One of Irv's nephews, a boy named Fred Drew whom he had met only three or four times, had a little pot garden growing in his backyard in Kansas, according to Tarkington's papers. One of Norma's uncles, a contractor, was up to his eyebrows in debt and shaky business ventures on the Gulf Coast of Texas; this fellow, whose name was Milo Breedlove, had a family of seven to support, and one whisper from the government would send Milo's whole desperate house of cards tumbling and put them all on the state, common bankrupts. A cousin of Irv's (twice removed; he thought he had met her once but couldn't recall what she had looked like) had apparently embezzled a small sum of money from the bank where she worked about six years ago. The bank had found out and had let her go, electing not to prosecute so as to avoid adverse publicity. She had made restitution over a period of two years and was now making a moderate success of her own beauty parlor in North Fork, Minnesota. But the statute of limitations had not run out and she could be federally prosecuted under some law or other having to do with banking practices. The FBI had a file on Norma's youngest brother, Don. Don had been involved with the SDS in the middle sixties and might have been briefly involved with a plot to firebomb a Dow Chemical Company office in Philadelphia. The evidence was not strong enough to stand up in court (and Don had told Norma himself that when he got wind of what was going on, he had dropped the group, horrified), but a copy of the file forwarded to the division of the corporation he worked for would undoubtedly lose him his job.
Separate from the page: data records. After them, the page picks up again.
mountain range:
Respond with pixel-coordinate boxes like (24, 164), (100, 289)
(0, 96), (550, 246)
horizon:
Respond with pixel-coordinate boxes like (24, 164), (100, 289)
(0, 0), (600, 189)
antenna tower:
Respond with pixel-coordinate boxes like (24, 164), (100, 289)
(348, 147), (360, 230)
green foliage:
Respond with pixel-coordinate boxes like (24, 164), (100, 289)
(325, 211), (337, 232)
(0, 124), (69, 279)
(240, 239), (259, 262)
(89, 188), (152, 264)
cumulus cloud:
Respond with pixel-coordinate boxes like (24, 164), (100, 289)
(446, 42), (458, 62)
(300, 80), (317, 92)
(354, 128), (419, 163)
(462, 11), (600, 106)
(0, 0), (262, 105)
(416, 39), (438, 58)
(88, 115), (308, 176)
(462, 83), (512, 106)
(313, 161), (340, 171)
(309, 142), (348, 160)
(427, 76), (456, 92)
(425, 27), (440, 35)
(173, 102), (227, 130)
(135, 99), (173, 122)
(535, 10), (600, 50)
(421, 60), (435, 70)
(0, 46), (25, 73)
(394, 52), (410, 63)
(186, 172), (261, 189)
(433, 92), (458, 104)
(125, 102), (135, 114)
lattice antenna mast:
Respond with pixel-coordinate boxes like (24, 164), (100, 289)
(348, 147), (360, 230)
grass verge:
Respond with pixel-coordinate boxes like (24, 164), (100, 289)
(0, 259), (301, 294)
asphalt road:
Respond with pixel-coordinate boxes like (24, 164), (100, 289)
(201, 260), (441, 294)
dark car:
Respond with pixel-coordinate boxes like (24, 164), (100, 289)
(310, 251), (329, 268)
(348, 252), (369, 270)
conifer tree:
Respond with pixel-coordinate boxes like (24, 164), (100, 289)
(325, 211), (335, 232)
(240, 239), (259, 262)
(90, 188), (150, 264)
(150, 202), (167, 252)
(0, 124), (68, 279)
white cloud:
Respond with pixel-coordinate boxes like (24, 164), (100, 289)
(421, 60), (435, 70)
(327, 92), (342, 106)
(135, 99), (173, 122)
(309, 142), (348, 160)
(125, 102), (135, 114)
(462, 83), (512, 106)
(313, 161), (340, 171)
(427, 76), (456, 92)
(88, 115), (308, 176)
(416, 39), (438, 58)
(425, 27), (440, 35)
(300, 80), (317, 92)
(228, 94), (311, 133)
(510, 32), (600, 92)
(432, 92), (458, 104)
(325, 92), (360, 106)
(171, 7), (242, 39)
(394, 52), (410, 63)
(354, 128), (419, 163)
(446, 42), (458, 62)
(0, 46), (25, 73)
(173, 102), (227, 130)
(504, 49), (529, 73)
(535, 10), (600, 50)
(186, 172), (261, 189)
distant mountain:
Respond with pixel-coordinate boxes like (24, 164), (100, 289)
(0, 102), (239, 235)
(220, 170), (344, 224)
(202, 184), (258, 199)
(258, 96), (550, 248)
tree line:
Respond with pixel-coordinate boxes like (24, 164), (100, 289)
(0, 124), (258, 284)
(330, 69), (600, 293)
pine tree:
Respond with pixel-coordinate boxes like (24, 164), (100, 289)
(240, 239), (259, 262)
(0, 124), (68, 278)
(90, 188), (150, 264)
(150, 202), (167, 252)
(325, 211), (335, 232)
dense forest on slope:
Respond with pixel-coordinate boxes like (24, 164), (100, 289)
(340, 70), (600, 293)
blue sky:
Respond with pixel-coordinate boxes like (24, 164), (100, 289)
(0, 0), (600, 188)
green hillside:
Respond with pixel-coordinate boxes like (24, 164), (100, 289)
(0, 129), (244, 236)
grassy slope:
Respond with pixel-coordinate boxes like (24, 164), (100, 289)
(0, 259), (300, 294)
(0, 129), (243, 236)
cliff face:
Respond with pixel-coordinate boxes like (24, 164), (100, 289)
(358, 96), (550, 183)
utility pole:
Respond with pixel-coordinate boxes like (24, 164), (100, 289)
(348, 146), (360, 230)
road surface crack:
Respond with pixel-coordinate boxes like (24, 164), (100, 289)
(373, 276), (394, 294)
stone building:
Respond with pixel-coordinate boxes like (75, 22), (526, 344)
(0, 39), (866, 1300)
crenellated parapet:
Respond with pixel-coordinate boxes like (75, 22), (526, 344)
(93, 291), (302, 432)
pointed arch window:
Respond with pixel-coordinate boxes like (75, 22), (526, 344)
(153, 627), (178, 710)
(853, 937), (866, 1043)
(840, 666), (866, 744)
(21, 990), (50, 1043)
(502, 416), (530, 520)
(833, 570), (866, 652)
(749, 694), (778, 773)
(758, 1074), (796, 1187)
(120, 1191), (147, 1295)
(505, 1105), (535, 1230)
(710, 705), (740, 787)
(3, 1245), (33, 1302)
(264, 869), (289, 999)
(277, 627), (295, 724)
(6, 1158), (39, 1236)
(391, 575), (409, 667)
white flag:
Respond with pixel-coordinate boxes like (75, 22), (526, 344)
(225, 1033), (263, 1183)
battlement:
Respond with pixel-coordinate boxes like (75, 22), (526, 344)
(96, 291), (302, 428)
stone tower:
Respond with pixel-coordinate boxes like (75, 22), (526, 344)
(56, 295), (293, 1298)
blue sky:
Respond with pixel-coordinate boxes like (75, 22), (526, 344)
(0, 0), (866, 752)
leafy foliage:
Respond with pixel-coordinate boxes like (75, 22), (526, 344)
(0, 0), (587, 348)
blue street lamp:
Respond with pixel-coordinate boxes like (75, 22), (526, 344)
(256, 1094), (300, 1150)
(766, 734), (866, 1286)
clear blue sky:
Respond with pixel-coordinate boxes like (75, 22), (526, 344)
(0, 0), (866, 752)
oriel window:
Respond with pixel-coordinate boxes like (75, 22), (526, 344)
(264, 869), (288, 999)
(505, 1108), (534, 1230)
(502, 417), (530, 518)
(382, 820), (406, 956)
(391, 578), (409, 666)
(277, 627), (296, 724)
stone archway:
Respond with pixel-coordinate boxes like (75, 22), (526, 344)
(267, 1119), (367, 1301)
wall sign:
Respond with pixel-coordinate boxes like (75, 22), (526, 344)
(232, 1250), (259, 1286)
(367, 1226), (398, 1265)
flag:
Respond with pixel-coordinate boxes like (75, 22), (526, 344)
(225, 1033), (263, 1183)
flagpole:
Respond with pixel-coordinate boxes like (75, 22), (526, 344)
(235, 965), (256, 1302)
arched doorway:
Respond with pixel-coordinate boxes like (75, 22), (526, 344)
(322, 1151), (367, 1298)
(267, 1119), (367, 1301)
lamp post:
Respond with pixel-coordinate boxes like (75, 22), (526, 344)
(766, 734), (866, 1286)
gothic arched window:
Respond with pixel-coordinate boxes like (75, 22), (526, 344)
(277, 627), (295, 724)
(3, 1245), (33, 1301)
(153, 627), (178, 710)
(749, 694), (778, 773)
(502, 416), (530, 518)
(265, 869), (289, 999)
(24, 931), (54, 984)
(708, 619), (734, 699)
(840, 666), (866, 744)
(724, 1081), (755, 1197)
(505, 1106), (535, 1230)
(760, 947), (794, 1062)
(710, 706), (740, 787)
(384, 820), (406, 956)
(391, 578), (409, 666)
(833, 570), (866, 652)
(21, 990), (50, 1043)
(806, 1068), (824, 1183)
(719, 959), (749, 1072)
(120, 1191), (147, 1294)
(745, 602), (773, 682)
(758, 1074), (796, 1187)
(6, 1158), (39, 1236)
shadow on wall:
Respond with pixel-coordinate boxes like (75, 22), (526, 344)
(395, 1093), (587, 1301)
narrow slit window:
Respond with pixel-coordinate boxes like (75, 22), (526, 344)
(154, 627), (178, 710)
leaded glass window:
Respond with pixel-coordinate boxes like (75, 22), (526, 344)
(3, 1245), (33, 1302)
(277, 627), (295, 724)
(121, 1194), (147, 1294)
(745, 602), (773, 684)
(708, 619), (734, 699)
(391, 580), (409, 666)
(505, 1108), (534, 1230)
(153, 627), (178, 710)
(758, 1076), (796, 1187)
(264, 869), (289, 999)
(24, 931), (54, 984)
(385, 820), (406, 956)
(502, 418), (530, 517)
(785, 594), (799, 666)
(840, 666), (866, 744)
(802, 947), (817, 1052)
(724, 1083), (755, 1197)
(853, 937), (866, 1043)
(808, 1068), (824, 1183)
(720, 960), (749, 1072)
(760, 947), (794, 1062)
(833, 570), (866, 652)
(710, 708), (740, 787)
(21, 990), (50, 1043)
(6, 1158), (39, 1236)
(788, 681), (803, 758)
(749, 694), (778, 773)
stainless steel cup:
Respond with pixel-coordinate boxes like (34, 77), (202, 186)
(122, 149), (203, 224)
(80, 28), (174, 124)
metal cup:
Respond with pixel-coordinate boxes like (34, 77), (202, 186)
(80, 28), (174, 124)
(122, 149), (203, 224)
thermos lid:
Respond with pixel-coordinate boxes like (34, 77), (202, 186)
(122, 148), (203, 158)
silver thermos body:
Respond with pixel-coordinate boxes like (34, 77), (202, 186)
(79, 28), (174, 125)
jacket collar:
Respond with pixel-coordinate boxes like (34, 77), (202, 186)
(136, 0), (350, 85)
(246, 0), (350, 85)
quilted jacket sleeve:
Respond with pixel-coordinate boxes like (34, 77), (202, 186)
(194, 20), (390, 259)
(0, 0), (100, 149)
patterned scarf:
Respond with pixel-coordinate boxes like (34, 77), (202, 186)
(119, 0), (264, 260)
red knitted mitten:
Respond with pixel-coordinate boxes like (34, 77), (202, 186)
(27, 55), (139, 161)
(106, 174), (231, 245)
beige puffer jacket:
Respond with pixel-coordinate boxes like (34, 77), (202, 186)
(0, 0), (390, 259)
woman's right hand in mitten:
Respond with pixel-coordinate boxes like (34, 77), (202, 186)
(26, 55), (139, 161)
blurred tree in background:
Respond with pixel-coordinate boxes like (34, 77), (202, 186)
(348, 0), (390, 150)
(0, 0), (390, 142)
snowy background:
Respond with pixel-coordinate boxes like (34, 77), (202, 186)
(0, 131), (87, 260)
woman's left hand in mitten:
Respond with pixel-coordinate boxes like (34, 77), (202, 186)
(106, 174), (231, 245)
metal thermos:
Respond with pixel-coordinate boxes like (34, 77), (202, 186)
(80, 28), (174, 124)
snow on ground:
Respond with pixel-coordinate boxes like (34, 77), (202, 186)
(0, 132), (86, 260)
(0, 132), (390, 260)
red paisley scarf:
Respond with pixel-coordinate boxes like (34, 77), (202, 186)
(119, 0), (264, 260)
It had gone on and on, Tarkington's droning voice in the closed, tight little room. He had saved the best for last. Irv's family's last name had been

Mandroski when his great-grandparents came to America from Poland in 1888. They were Jews, and Irv himself was part Jewish, although there had been no pretension to Judaism in the family since the time of his grandfather, who had married a Gentile; the two of them had lived in happy agnosticism ever after. The blood had been further thinned when Irv's father had gone and done him likewise (as Irv himself had done, marrying Norma Breedlove, a sometime Methodist). But there were still Mandroskis in Poland, and Poland was behind the Iron Curtain, and if the CIA wanted to, they could set in motion a short chain of events that would end up making life very, very difficult for these relatives whom Irv had never seen. Jews were not loved behind the Iron Curtain.